Focus on brain health to improve care, treatment and rehabilitation in forensic psychiatry
- 1Centre for Ethics, Law and Mental Health, Department of Psychiatry and Neurochemistry, Institute of Neuroscience and Physiology, Sahlgrenska Academy, University of Gothenburg, Sweden
- 2Forensic Psychiatric Clinic, Sahlgrenska University Hospital, Sweden
- 3Department of Forensic Psychiatry, Swedish National Board of Forensic Medicine, Sweden
- 4Department of Psychiatry and Neurochemistry, Institute of Neuroscience and Physiology, Sahlgrenska Academy, University of Gothenburg, Centre for Ethics, Law and Mental Health, University of Gothenburg, Sweden
- 5Department of Health and Rehabilitation, Institute of Neuroscience and Physiology, The Sahlgrenska Academy, University of Gothenburg, Sweden
The aim of forensic psychiatric care is to care for, treat and rehabilitate patients back to independent life outside of hospital without recidivism into serious crime. Although the legal regulation of forensic psychiatric care differs from country to country, these patient groups are often distinguished by severe mental illness, a high risk of recidivism, complex rehabilitation and long hospital stays. Within Swedish forensic psychiatry (1) at any one time there are around 1,700 people sentenced to care. These forensic psychiatric patients often have a psychotic disorder, combined with substance use, and are receiving treatment with antipsychotics (2). Treatment often continues for several years (3) and there is a high risk of criminal recidivism after the end of treatment (4). A major problem is that forensic psychiatric care in general lacks evidence for the interventions that are used (5). In this article we wish to raise the issue of whether forensic psychiatric care can be improved by reflecting on conditions potentially affecting the brain and the concept of brain health in the light of scientific findings concerning brain function, brain plasticity and clinical function in patients. Brain health may be regarded as a condition in which the brain can perform its functions in the best possible way. Recommended interventions for brain health are often associated with lifestyle changes, such as physical exercise (6), but can actually be assumed to apply to all interventions that aim to make it easier for the brain to function properly. We want to encourage forensic health professionals to perform interventions with potential for improving patients’ brain health, and we want to inspire new research studying the effects of such interventions.

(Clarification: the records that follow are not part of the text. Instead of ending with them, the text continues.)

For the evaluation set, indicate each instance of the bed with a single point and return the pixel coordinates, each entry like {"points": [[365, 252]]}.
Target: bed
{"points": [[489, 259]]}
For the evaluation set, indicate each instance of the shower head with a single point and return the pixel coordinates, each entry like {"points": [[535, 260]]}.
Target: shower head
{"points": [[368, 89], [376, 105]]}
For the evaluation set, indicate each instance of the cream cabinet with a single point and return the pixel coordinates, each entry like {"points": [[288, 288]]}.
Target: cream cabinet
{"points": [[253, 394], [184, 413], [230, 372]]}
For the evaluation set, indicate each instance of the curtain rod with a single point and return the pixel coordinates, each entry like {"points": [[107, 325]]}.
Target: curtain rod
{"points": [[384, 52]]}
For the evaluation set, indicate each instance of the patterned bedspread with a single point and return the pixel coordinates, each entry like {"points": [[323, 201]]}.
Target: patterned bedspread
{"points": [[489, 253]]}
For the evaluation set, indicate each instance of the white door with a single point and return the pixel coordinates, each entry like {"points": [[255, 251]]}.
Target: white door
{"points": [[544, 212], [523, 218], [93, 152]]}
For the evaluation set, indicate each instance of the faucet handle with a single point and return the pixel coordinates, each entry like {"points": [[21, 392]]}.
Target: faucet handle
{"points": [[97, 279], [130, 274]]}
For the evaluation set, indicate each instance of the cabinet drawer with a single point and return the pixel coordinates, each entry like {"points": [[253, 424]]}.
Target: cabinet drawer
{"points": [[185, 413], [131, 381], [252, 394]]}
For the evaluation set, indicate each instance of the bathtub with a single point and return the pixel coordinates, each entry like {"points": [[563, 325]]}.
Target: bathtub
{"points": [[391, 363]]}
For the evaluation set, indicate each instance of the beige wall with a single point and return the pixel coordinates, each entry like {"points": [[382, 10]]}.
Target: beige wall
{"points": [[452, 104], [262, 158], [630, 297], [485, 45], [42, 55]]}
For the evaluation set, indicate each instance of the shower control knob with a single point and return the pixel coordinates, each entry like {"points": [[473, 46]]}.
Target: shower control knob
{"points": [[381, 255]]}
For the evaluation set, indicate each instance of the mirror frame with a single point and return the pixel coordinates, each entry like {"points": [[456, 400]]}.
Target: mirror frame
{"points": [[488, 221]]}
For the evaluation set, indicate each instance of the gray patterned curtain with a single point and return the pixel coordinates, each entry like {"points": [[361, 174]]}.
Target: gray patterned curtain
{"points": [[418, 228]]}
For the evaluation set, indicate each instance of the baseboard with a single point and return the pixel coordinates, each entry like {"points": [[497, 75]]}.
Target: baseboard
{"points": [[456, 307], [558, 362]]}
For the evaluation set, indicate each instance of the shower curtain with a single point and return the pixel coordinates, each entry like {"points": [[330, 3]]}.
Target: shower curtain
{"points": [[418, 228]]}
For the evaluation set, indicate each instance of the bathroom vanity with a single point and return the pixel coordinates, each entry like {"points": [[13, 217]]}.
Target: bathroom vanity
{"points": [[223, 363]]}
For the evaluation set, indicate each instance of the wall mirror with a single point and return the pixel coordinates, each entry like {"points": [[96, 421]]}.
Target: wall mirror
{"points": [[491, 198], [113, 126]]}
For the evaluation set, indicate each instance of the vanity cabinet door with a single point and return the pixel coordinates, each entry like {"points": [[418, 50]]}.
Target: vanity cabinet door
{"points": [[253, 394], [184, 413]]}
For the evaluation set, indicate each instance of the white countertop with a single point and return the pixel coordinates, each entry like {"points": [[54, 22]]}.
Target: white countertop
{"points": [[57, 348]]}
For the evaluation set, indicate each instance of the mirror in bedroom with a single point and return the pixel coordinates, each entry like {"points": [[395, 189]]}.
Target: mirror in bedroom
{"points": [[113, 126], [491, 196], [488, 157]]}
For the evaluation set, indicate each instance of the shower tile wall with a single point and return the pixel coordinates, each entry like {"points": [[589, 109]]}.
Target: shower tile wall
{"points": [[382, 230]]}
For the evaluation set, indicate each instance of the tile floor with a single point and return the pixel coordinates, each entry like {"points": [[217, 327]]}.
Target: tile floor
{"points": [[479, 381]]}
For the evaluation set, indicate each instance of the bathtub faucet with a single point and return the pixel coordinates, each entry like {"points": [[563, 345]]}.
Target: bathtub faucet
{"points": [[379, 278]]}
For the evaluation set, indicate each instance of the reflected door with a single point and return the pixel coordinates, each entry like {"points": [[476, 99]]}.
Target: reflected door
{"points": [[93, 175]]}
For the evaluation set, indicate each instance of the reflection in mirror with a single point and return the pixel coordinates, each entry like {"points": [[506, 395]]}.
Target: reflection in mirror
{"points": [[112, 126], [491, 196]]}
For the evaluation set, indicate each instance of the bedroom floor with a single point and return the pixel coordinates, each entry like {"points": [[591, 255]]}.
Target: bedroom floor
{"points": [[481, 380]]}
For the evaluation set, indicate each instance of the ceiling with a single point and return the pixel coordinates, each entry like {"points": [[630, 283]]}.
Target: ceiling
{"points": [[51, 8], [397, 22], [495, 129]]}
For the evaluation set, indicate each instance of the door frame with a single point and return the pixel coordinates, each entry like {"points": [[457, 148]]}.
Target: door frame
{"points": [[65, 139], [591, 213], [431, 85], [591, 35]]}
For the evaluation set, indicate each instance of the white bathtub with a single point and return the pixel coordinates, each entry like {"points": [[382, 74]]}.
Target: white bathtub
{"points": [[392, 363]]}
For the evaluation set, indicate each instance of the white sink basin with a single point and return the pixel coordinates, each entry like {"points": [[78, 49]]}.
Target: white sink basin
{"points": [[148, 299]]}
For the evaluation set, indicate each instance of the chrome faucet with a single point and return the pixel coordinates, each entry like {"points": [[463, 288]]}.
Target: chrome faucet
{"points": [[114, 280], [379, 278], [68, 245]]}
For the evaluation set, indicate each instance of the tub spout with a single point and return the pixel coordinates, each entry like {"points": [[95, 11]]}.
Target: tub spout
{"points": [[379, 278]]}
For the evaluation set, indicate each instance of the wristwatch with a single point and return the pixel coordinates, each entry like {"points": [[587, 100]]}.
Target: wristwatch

Impaired brain health in forensic psychiatric patients may have a number of different causes and result in different effects on the body, the psyche and on behaviour. Some of the obvious causal factors that are often seen in patients include early and long-lasting, extensive substance use, and a psychotic disorder with persistent negative or cognitive symptoms. Many patients also have a background of repeated skull trauma, suspected brain damage due to alcohol misuse in the mother during pregnancy, birth injuries and neuropsychiatric problems that first appeared in childhood. In addition to this, there is a lifestyle of smoking, an unhealthy diet and low levels of physical activity, leading to physical illnesses such as diabetes and arteriosclerosis, which can affect cerebral blood flow. Most of these causal factors are general, but some can also be considered specific. How do we assess a possible influence on brain health in forensic psychiatric patients? One obvious way is the presence of any psychiatric diagnosis that includes cognitive effects. Although there are neurocognitive diagnoses for forensic psychiatric patients (7), the number of unrecorded cases may be high, particularly for mild and marginal intellectual disability. In Sweden neuropsychological tests are often performed in connection with a forensic psychiatric examination, while neurobiological examinations such as EEG, brain imaging, functional MRI or blood flow measurements are performed more rarely and then primarily if a tumour, bleed or dementia is suspected. We contend that there are great possibilities, based on existing knowledge and using current methodology, for increasing our knowledge of brain health in forensic psychiatric patients and thus introducing targeted measures for improving function, preventing further functional loss, and compensating for already existing functional loss. In the light of both old knowledge and new research, we would like here to provide a few examples of causes of impaired brain health and examples of interventions that can improve brain health in forensic psychiatric patients.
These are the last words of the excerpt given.